I have got throughput of about 2700bps using pppd, vs 3100bps using ijppp
(with 28.8 modems). Adjusting the mtu/mru values hasn't helped.
I'd also like to know what the difference is.

Stephen Marquard


 
 
 

FTP performance with pppd

Post by Cam Johnso » Mon, 05 Aug 1996 04:00:00





> >> I'm experiencing poor ftp transfer rates when using pppd.  Approx 600
> >> byes per sec
> >> via pppd and 2800 bytes per sec when using ijppp.  This is true for both
> >> 2.1.5R and current.  Has anyone else seen this as my search of the
> >> archives
> >> has yielded nothing.

> >> Thanks

> >Too many possibilities to be sure without further data, but...

> >Try adjusting your mtu size. As long as I'm on a dialup line, I set mtu
> >to 576. When/if I go to ISDN I'll up that.

> I have got throughput of about 2700bps using pppd, vs 3100bps using ijppp
> (with 28.8 modems). Adjusting the mtu/mru values hasn't helped.
> I'd also like to know what the difference is.

> Stephen Marquard



Lokks as though I have at least partially solved my performance problem
by
turning off vj compression i.e. in the /etc/ppp/options adding -vj.
Performace is still not up to that of ijppp, and I know that there have
been some bugs in the pppd vj implementation in the past.
--
Cam Johnson
SS NetCon, 5610 Guhn Rd., Houston, TX 77040 713-895-0500 or
SS Netcon, 3010 Possum Trot, Brenham, TX 77833 409-277-9507
FAX 713-690-2722

 
 
 

FTP performance with pppd

Post by Brian Some » Tue, 06 Aug 1996 04:00:00


: I have got throughput of about 2700bps using pppd, vs 3100bps using ijppp
: (with 28.8 modems). Adjusting the mtu/mru values hasn't helped.
: I'd also like to know what the difference is.

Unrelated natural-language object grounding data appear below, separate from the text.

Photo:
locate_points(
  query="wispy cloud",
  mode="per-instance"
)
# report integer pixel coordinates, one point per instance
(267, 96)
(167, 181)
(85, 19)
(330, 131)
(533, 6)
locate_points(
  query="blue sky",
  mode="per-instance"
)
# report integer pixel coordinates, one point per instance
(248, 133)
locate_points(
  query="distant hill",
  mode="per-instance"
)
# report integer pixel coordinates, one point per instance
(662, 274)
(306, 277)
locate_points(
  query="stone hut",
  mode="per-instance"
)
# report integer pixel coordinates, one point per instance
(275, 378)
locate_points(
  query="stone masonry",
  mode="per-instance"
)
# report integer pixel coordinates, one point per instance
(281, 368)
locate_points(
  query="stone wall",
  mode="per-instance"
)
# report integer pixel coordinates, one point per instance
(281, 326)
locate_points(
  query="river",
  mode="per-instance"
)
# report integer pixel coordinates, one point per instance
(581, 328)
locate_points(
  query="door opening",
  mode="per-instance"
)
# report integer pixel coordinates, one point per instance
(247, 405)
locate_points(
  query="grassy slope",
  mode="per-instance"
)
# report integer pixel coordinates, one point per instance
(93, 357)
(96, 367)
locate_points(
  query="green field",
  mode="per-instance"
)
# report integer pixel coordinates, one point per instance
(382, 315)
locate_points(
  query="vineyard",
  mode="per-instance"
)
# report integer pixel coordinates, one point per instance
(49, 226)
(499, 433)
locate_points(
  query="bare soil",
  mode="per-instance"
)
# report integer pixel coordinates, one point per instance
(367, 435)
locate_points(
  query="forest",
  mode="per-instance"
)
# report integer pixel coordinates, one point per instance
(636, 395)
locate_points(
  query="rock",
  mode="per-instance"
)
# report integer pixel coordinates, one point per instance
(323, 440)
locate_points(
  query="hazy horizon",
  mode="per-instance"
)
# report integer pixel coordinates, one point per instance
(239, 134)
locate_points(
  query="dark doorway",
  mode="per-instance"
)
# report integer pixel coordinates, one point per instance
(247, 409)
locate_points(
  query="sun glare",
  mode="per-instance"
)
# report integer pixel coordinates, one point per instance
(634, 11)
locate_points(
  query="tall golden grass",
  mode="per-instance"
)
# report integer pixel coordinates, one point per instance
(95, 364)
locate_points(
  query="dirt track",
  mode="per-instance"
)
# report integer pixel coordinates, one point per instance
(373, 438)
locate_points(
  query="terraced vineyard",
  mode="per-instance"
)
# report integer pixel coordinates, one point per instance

If you send 1500 byte packets, they may get fragmented further down the
"virtual" line.  If they do, and only one packet gets through, your
side will need to re-send both - worse than having a lower packet size.

Conversley, you've got more overhead......

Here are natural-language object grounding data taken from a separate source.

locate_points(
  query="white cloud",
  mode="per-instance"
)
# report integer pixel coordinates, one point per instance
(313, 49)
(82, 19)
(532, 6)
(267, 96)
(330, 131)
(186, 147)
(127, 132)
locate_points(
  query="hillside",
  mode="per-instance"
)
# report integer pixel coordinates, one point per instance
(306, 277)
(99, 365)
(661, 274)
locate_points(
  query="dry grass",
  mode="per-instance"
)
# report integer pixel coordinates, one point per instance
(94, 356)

Personally, I don't know what my MTU is - it doesn't matter that much
when you just exchange low volumes of news & mail, and play a mud.

--

Don't _EVER_ lose your sense of humour....

 
 
 

FTP performance with pppd

Post by Ken Bigelo » Thu, 08 Aug 1996 04:00:00



> >Try adjusting your mtu size. As long as I'm on a dialup line, I set mtu
> >to 576. When/if I go to ISDN I'll up that.

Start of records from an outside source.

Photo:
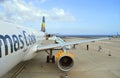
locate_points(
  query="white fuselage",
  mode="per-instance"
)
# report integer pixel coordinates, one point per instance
(17, 44)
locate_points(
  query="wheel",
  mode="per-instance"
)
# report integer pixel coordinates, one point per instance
(53, 59)
(48, 59)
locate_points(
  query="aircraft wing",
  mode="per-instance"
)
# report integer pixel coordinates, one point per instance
(44, 47)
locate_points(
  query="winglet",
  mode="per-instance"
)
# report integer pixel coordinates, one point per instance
(43, 27)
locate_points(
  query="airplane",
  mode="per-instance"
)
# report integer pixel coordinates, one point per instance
(19, 43)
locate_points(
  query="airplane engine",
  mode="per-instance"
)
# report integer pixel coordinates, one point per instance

> I have got throughput of about 2700bps using pppd, vs 3100bps using ijppp
> (with 28.8 modems). Adjusting the mtu/mru values hasn't helped.
> I'd also like to know what the difference is.

mtu/mru = maximum transmit/receive unit. This is basically the block
size for your TCP/IP packets. If you don't specify something smaller,
default is typically 1500 bytes per block. On a dialup link, large
blocks can cause slowdowns and increased re-transmits if the line is
noisy or collisions or other problems occur. A smaller block size
reduces the likelihood of error, and also the size of the re-transmitted
block.

Of course, under 'ideal' conditions, a larger block size would be more
efficient. Are your conditions guaranteed to be 'ideal?' Mine sure
aren't!
--
Ken

Are you interested in   |
byte-sized education    |    http://www.play-hookey.com
over the Internet?      |

 
 
 

FTP performance with pppd

Post by Tim Ivers » Fri, 09 Aug 1996 04:00:00




|> I have got throughput of about 2700bps using pppd, vs 3100bps using ijppp
|> (with 28.8 modems). Adjusting the mtu/mru values hasn't helped.
|> I'd also like to know what the difference is.
|
|mtu/mru = maximum transmit/receive unit. This is basically the block
|size for your TCP/IP packets. If you don't specify something smaller,
|default is typically 1500 bytes per block. On a dialup link, large
|blocks can cause slowdowns and increased re-transmits if the line is
|noisy or collisions or other problems occur. A smaller block size
|reduces the likelihood of error, and also the size of the re-transmitted

A minor note -- you can't get collisions on a dialup line (full duplex and
point to point) and modem error correction should guarantee a clean line.

In general, a larger MTU will increase throughput on transfer protocols and
increase latency on interactive protocols (vice-versa for smaller MTU).  If
you only use a single network protocol at a time, use 1500.  If you telnet
with ftp in the background, you'll probably want to use something much
smaller (576 is a favorite for many people).